Reporting on health disparities in Chicago

Chicago’s history of health disparity, disinvestment, and future avenues of investigation

This is a guest post by Sam Moilanen and Lily Lowndes, members of the Chicago Undercovered class that prioritizes reporting on Chicago’s South and West side communities.

It is common knowledge that there are health disparities in the city of Chicago.

According to 2021 data from the Chicago Department of Public Health, the life-expectancy gap between Black and non-Black Chicagoans is 9.2 years. This is due to a variety of health-related reasons unjustly causing higher mortality rates among Black residents including increased rates of chronic diseases, homicide and infant-mortality rates, and increased number of deaths due to HIV and opioid overdoses.

When asking why these disparities exist, one can determine the answer is simple but the solution is much more complicated. Chicago is known as one of the most racially segregated cities in the United States. This was not by accident and has been negatively affecting Black and Brown residents in Chicago for decades.

As a result of redlining and other past attempts to disinvest and segregate minority communities in Chicago, Black residents now face a variety of health disparities that continue to affect their communities today. Because Black residents in South and West Side neighborhoods were isolated from economic opportunities in the past, their neighborhoods are excluded from receiving appropriate healthcare services to this day.

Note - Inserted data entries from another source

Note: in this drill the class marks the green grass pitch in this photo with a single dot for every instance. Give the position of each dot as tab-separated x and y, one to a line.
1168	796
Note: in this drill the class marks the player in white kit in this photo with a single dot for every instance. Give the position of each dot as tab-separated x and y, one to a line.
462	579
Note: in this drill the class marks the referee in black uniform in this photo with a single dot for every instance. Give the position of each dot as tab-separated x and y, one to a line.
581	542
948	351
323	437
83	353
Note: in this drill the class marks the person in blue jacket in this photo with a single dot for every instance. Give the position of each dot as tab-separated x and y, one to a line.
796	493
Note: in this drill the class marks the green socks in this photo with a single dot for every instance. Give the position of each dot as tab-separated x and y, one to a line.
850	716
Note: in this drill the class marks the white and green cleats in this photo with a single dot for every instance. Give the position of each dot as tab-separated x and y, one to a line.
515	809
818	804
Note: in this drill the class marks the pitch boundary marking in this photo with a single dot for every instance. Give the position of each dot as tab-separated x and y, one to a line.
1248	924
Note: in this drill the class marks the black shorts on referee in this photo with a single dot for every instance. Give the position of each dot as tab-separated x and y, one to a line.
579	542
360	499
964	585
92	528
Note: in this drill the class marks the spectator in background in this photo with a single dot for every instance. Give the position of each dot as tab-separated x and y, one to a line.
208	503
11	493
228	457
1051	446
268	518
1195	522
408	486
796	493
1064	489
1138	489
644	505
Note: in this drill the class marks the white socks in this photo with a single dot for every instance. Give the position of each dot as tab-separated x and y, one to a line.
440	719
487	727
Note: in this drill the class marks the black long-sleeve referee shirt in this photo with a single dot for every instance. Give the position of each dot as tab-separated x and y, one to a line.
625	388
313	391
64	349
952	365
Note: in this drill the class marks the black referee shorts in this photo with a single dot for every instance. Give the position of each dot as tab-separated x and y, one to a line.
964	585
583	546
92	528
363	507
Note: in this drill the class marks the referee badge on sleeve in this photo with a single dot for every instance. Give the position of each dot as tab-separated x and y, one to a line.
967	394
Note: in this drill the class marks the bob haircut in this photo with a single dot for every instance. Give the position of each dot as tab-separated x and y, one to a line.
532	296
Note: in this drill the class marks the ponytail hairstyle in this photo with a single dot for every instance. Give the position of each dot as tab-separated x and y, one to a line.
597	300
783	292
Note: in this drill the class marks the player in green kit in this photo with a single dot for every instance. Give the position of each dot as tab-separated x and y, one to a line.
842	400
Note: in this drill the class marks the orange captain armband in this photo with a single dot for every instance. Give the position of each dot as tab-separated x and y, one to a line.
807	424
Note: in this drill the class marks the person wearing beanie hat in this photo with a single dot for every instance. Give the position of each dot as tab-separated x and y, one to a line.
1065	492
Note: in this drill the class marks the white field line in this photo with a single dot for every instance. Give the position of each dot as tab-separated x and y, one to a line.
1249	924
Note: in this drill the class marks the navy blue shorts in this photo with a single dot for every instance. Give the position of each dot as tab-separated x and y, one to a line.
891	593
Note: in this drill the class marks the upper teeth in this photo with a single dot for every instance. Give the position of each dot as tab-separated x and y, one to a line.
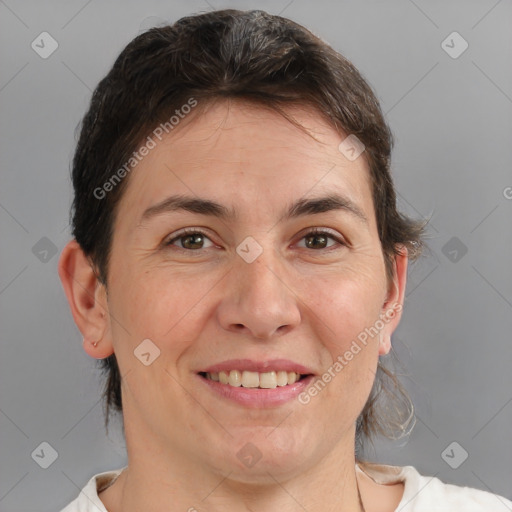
254	379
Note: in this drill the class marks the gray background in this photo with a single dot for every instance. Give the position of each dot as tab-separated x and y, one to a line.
452	121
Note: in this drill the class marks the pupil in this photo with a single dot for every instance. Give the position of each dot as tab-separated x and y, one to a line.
197	239
317	237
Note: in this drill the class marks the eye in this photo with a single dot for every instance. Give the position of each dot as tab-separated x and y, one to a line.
190	239
318	238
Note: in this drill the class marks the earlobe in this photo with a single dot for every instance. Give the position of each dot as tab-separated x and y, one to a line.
87	300
393	306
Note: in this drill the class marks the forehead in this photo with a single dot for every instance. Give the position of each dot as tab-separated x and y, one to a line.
247	157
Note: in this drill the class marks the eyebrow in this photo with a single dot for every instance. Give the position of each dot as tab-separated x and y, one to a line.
302	207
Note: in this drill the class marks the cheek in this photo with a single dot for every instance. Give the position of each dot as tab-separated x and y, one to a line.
165	309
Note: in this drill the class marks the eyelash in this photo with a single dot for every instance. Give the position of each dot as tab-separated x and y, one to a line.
195	231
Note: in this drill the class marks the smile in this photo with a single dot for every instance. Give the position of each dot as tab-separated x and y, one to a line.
248	379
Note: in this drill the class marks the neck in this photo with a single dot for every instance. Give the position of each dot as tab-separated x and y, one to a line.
157	480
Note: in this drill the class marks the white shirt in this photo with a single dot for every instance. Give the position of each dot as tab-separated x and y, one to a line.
421	493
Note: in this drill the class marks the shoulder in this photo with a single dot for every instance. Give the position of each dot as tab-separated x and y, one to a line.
430	494
88	500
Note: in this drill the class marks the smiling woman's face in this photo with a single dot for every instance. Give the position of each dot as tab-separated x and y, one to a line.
212	297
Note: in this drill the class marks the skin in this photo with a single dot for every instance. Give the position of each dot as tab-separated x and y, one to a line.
201	307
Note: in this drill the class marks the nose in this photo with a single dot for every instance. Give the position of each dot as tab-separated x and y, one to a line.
259	300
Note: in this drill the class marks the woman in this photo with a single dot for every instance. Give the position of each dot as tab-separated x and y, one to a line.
239	266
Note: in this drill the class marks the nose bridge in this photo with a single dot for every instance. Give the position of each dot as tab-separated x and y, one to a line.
258	298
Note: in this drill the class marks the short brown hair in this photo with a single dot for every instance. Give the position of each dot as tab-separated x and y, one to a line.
256	57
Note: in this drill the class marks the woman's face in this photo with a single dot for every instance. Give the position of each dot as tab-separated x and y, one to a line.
256	287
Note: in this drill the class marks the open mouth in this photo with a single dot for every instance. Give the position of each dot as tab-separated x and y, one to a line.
255	380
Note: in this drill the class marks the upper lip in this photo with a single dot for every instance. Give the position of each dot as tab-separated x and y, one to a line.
258	366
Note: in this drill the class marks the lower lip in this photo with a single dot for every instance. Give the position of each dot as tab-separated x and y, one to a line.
257	397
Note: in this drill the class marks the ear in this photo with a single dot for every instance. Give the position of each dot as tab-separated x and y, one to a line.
391	312
87	299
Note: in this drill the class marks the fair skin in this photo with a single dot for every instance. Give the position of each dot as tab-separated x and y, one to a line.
201	303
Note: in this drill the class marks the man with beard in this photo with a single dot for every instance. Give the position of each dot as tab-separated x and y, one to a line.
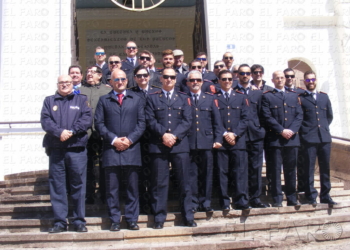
94	89
316	139
254	136
282	115
205	134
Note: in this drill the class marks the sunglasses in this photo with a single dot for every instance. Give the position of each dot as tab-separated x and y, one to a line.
196	67
119	79
113	62
219	66
145	58
141	75
226	79
310	80
167	77
195	80
289	76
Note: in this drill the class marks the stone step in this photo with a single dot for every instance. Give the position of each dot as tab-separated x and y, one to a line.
210	235
256	215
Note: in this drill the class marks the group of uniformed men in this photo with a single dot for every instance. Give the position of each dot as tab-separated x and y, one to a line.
127	114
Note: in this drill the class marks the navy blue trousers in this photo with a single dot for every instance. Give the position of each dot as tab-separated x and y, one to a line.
71	162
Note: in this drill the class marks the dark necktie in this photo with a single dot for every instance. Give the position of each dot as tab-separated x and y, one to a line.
120	98
196	99
168	97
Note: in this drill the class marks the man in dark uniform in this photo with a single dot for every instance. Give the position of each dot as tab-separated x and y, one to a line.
65	117
144	88
153	77
94	89
120	120
282	116
169	119
205	134
316	139
254	136
232	157
168	62
130	62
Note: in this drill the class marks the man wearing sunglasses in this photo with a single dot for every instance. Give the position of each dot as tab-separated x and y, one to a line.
153	77
254	136
100	57
316	139
65	117
257	75
179	64
168	63
120	120
94	89
205	134
130	62
283	116
232	156
209	75
169	118
228	60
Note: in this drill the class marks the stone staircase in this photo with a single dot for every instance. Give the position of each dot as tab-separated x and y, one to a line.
26	215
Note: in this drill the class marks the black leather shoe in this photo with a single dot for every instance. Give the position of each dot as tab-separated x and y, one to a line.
277	205
312	202
133	225
329	202
294	203
246	207
225	208
57	229
191	223
115	227
258	205
158	225
81	228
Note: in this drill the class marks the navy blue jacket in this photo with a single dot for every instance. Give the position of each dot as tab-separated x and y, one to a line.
206	126
234	117
281	112
318	116
255	130
174	118
113	120
71	113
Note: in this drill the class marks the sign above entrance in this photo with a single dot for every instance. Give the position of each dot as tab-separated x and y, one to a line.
138	5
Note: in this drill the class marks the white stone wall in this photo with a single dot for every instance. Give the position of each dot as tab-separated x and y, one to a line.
35	49
272	32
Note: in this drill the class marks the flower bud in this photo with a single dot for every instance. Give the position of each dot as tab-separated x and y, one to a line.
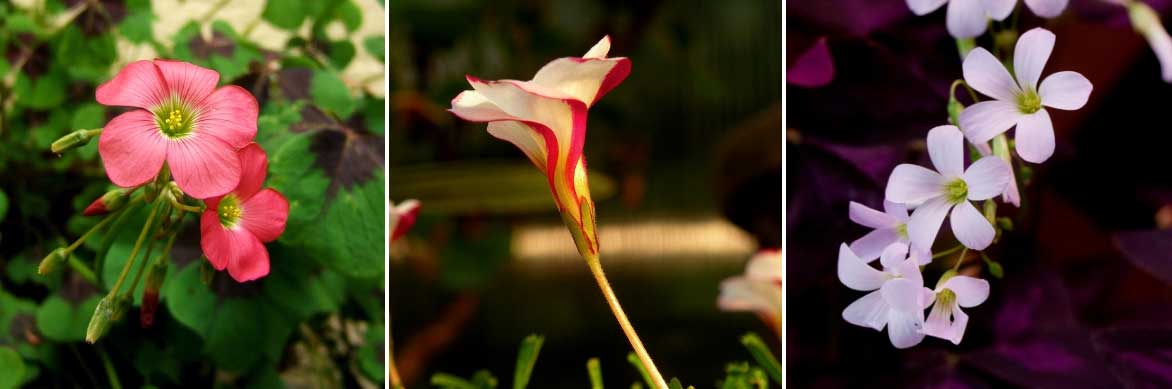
110	202
52	260
74	140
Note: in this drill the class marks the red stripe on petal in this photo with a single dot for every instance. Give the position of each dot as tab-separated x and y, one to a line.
138	84
253	168
192	83
229	114
265	215
133	149
204	165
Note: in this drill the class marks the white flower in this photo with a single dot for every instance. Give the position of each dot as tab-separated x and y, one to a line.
949	189
760	289
897	299
1021	102
969	18
946	320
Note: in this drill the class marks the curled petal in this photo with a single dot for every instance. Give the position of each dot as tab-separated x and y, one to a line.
138	84
133	149
1030	54
229	114
204	165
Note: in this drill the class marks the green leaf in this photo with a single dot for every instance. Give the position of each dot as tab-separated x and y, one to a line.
763	355
61	321
13	368
329	93
526	359
594	370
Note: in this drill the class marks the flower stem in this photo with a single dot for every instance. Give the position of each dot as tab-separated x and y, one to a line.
595	267
134	252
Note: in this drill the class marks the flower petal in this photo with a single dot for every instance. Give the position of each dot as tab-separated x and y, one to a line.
904	327
988	118
189	81
137	84
133	149
987	178
971	227
922	7
946	148
871	245
1030	54
229	114
966	18
969	291
854	273
203	165
926	220
869	311
987	75
1067	90
1000	9
1047	8
253	168
265	215
1035	137
869	217
911	184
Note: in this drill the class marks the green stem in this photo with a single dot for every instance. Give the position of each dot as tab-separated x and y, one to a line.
134	253
595	267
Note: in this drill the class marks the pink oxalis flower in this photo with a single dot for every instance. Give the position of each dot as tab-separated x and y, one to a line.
182	120
236	225
1021	101
545	117
952	189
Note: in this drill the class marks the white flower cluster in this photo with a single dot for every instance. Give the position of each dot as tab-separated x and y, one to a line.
901	241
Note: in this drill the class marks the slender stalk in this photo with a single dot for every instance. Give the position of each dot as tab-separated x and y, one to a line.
595	267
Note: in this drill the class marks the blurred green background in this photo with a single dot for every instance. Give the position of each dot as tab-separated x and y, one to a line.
686	170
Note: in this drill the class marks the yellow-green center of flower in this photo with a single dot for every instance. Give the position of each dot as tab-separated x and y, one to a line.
1029	102
175	118
230	211
956	191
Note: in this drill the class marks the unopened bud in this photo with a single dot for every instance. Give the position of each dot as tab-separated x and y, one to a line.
52	260
110	202
74	140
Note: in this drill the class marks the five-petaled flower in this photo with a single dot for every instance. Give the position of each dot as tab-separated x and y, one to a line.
952	188
545	117
234	226
1021	102
897	299
183	120
946	320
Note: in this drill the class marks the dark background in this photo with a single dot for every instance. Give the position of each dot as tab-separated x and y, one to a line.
1085	299
690	135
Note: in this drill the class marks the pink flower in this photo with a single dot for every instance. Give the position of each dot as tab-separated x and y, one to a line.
952	189
234	226
545	117
183	120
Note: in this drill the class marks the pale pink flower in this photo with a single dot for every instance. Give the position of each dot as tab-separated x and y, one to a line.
952	189
946	320
897	299
1020	102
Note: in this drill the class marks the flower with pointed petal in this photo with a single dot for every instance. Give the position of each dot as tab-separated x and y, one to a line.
949	189
182	120
890	226
758	289
1020	102
545	117
946	320
402	217
236	225
897	299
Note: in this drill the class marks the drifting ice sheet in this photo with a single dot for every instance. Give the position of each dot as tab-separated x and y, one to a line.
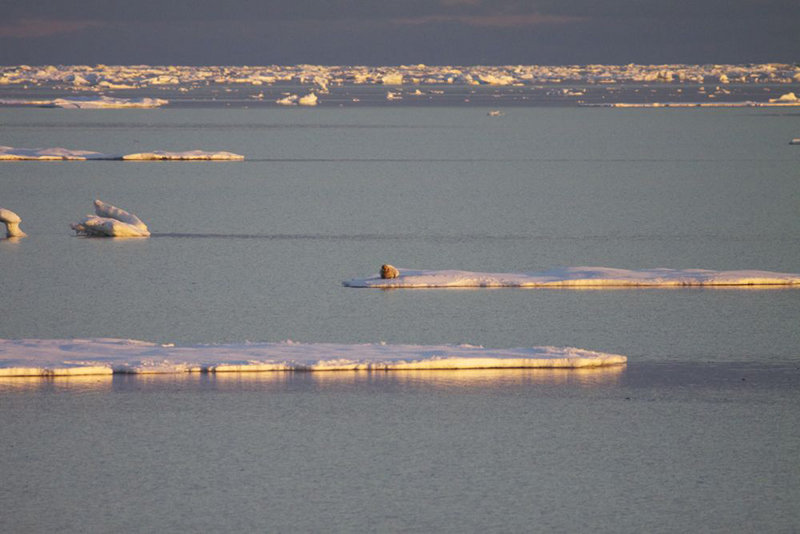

This historical racism and divestment was further exposed during the Covid-19 pandemic. Neighborhoods with majority Black and Brown populations were continuously recording lower vaccination rates than the neighborhoods with majority white populations, and Black and Brown Chicagoans were dying at faster rates from Covid-19 due in part to a lack of sufficient health care in their neighborhoods.

There are many different directions student reporters can take when reporting on health disparities in Chicago. One direction could be to look at the top five neighborhoods experiencing higher mortality rates due to health-related causes, and the top five neighborhoods with the lowest health-related mortality rates. Once they compare the top five neighborhoods from each category, they might be able to dive deeper into the characteristics that might influence these rates. Is it neighborhood demographics, location, disinvestment, economic instability, higher poverty rates, or lack of affordable healthcare that cause such recognizable disparities?

From a historical lens, students can also dive into how Chicago has ostracized certain minority communities by not allocating the same healthcare resources that are provided in other parts of the city.

Students could also look at differences in funding for schools, hospitals, public parks, or other infrastructure to better analyze how disinvestment plays a role in the lack of health security.

With this information, student reporters can explain the factors that play into health disparities in Chicago neighborhoods.